We hope this helps you to make a decision on the mulch you would like to use. Most importantly, you are considering the use of mulch in your garden – good for it and good for the environment!
Poor drainage usually means that the soil particles are small and compacted. Clay soils have very fine particles and retain water. Compacted soils have poor structure with little air in the soil and so the water cannot penetrate.
The remedy for poor drainage in soil is to amend the soil to improve its texture. Add organic matter such as compost and mix in to a depth of about 4 to 6 inches. This is an ongoing process, and it will take time and repeated applications of organic matter.
There are many factors to consider when choosing a soil amendment. Here is a summary article from Colorado State University Extension that has many useful ideas and good information.
Soils in California typically range from pH 5 (acidic) to 8.5 (alkalline). Most plants do best when the soil pH is slightly acidic to neutral (pH 5.5 to 7.5) because absorption of minerals can occur in this pH range. At higher and lower pH some nutrients are not soluble, and therefore not available to the plant roots.
Soil pH affects the availabililty of essential nutrients and also of toxic mineral elements.
Very acidic soils (low pH) may contain inadequate levels of plant-available nitrogen, phosphorus, potassium, sulfur, calcium, magnesium, molybdinum and may contain toxic levels of aluminum and manganese.
Very alkaline soils (high pH) are deficient in plant-available nitrogen, phosphorus, iron, and manganese but also may contain excessive concentrations of soluble salts or sodium, both of which are detrimental or toxic to plant growth.
Low levels of calcium, magnesium and potassium in the soil can lead to low soil pH. Low soil pH can be adjusted by addiiton of lime (calcium carbonate, for example). High soil pH can be adjusted with additions of sulfur. These materials need to be incorporated into the root zone of the soil, and the process can take some time, especially for sulfur treatments.
A saline soil is a soil that has excessive soluble salts and (usually) a high pH in the root zone inhibiting plant growth. Saline soils can develop in the arid climates of California because evaporation of water vapor from the soil surface occurs more often than leaching, leaving the salts behind in the root zone. Saline soils develop a surface crust of whitish material (salts).
Plants tend to show wilt when growing in saline soils. Saline soils should be irrigated depply to flush away the excess salts. Mulch on the soil surface helps prevent surface water evaporation, reducing the accumulation of salts in the root zone.
A sodic soil is a soil that has a high pH (greater than 8.5) because of sodium accumulation alone without the presence of excessive concentrations of other salts. High sodium levels are toxic to plants.
Some soils are both sodic and saline.
Gypsum (calcium sulfate) and sulfur are used to reclaim sodic soils. A common misconception is that gypsum lowers soil pH, but its major effect is to improve water infiltration of sodic soils or high-sodium irrigation water.
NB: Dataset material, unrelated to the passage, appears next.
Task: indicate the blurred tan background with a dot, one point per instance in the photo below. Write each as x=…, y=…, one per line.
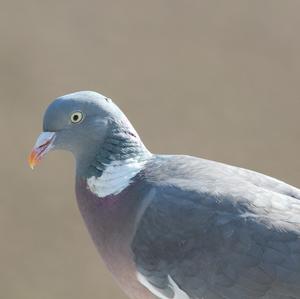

Large amounts of water must be added to gypsum-treated sodic soils to leach away sodium displaced by gypsum. If excessive sodium is not present, adding gypsum will not improve water infiltration (drainage).
Review information on testing your soil pH.
Here's a quick way to tell what kind of soil you have using the squeeze test. To determine your soil type, take a handful of moist (but not wet) soil from your garden, and give it a firm squeeze. Then, open your hand. One of three things will happen:
1. It will hold its shape, and when you give it a light poke, it crumbles. This means luxurious loam!
2. It will hold its shape, and, when poked, sits stubbornly in your hand. This means you have clay soil.
3. It will fall apart as soon as you open your hand. This means you have sandy soil.
Sterile soil is soil that has been steam sterilized to kill soil pathogens. It is best to use sterile soil for starting seeds.